Europe’s banks may be at risk of failing if negative rates continue: EIU

via CNBC:

  • Large banking institutions face the risk of failure if interest rates in Europe continue to stay negative, Simon Baptist, global chief economist of the Economist Intelligence Unit, told CNBC.
  • European banks have struggled for years in a persistently low interest rate environment.
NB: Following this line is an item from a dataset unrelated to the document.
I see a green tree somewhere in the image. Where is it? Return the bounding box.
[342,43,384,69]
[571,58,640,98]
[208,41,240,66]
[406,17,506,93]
Low interest rates hurt lenders’ profits as they narrow the margin that banks can earn.
  • “If interest rates stay below zero, they’re certainly not all going to be able to be profitable, running as they are today, in 10 years time,” Baptist said.
  • “There’s either going to have to be consolidation … maybe some bank failures, or some really radical changes in business models,” he added.

Large banking institutions face the risk of failure if interest rates in Europecontinue to stay negative, an economist told CNBC after the European Central Bank cut rates last week.

“I think there are big questions to banking sector profitability,” global chief economist of the Economist Intelligence Unit, Simon Baptist, said Friday.

The ECB on Friday cut its main deposit rate by 10 basis points to -0.5% — an all-time low.

European banks have struggled for years in a persistently low interest rate environment. Rates in the Euro zone first hit zero in 2012 and turned negative in 2014. Low interest rates hurt lenders’ profits as they narrow the margin that banks can earn.

“If interest rates stay below zero, they’re certainly not all going to be able to be profitable, running as they are today, in 10 years’ time,” Baptist said on CNBC’s “Street Signs.”